Não raro, cria-se um impasse: o restaurante (ou a empresa) só consegue se manter funcionando no prejuízo, dado o baixo faturamento combinado com custos fixos elevados. No fim, a casa fecha e não se protegeram os empregos.
Nos EUA, para o garçom, a vantagem é receber diariamente e conforme a qualidade reconhecida de seu serviço. Para o público, a regra é um incentivo ao bom atendimento. Diferente, por exemplo, do sistema dominante no Brasil, no qual o caixa do restaurante recolhe toda as gorjetas e distribui por igual no final do mês.
(Aliás, o Congresso está discutindo uma legislação que obriga os restaurantes a repassar pelo menos 80% da gorjeta para os garçons e cozinheiros. Devia ser 100%, não é mesmo?).
Por outro lado, nos EUA, havendo uma crise, a empresa tem ampla possibilidade de cortar pessoal e reduzir os pagamentos. A taxa de desemprego praticamente dobrou de 2008 para 2009, nos momentos mais difíceis da crise financeira que quase paralisou a toda a economia .
E os salários também caem rapidamente, pois são basicamente negociados e não garantidos em lei.
Nos países que têm ampla e meticulosa legislação trabalhista, o ajuste — com desemprego e redução do nível médio de salários — sempre acaba acontecendo, mas demora mais e é mais custoso, como está acontecendo na maior parte dos países europeus.
Pelo outro lado, a recuperação econômica é sempre mais rápida nos Estados Unidos. Começa a melhorar e os empregos começam a voltar. Mas o desemprego cai antes de subirem os salários. Neste momento, por exemplo, a taxa de desemprego, que chegou a passar dos 10%, está na casa dos 7%. Já o salário médio, descontada a inflação, é praticamente o mesmo de 2009.
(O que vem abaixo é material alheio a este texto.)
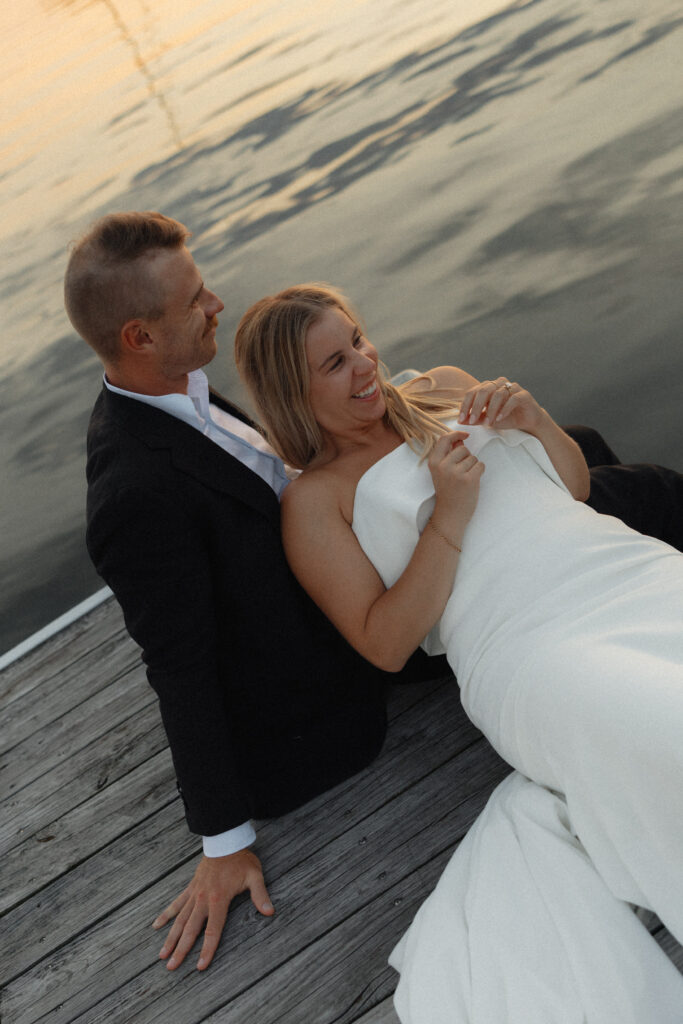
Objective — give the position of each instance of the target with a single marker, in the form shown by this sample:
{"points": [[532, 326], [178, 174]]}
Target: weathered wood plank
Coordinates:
{"points": [[66, 843], [43, 664], [43, 751], [315, 895], [161, 843], [80, 777], [94, 671], [383, 1013]]}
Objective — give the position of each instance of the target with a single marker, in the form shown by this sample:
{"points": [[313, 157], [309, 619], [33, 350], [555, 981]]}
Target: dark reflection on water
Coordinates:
{"points": [[471, 219]]}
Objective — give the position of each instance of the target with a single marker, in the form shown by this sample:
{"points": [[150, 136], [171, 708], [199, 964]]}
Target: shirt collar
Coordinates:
{"points": [[189, 408]]}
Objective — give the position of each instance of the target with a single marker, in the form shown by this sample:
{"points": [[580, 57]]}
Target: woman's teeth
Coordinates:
{"points": [[367, 391]]}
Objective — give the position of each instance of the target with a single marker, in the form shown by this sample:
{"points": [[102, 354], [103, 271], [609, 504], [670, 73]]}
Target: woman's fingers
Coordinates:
{"points": [[488, 401]]}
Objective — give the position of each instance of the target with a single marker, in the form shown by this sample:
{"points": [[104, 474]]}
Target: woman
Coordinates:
{"points": [[563, 629]]}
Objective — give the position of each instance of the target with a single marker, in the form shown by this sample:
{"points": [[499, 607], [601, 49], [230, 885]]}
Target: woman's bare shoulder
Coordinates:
{"points": [[312, 488], [442, 378]]}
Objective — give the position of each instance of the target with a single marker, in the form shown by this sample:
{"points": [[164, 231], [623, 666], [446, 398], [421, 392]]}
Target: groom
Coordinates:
{"points": [[263, 702]]}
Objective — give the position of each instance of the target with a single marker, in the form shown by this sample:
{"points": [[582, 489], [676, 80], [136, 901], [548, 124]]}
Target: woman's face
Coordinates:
{"points": [[344, 389]]}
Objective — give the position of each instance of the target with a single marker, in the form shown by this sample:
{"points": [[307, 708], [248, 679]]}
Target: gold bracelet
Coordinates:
{"points": [[444, 538]]}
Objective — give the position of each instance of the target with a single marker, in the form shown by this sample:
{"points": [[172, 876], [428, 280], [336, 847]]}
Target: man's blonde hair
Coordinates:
{"points": [[108, 280], [269, 351]]}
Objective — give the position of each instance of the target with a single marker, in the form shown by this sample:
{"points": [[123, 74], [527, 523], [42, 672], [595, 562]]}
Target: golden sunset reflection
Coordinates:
{"points": [[94, 90]]}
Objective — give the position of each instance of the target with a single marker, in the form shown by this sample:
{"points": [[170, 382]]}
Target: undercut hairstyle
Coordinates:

Em compensação, todo o sistema permite que as empresas reduzam custos e se esforcem para ganhar produtividade, que é, de novo, o que acontece. A produção por trabalhador/hora cresce 1,5% ao ano, desde que se iniciou a recuperação. E isso é a chave do crescimento.
No Brasil, onde o emprego formal é superprotegido, a produtividade está em queda e o custo unitário do trabalho em alta. Resultado: empresas menos competitivas. As que podem, reduzem a produção, mas mantêm a os trabalhadores, na expectativa de retomada da atividade. Se a retomada demora e essa expectativa enfraquece, o ajuste — corte de custos e de empregos — vem, então, mais forte.
Difícil combinar crescimento e proteção.
Carlos Alberto Sardenberg é jornalista.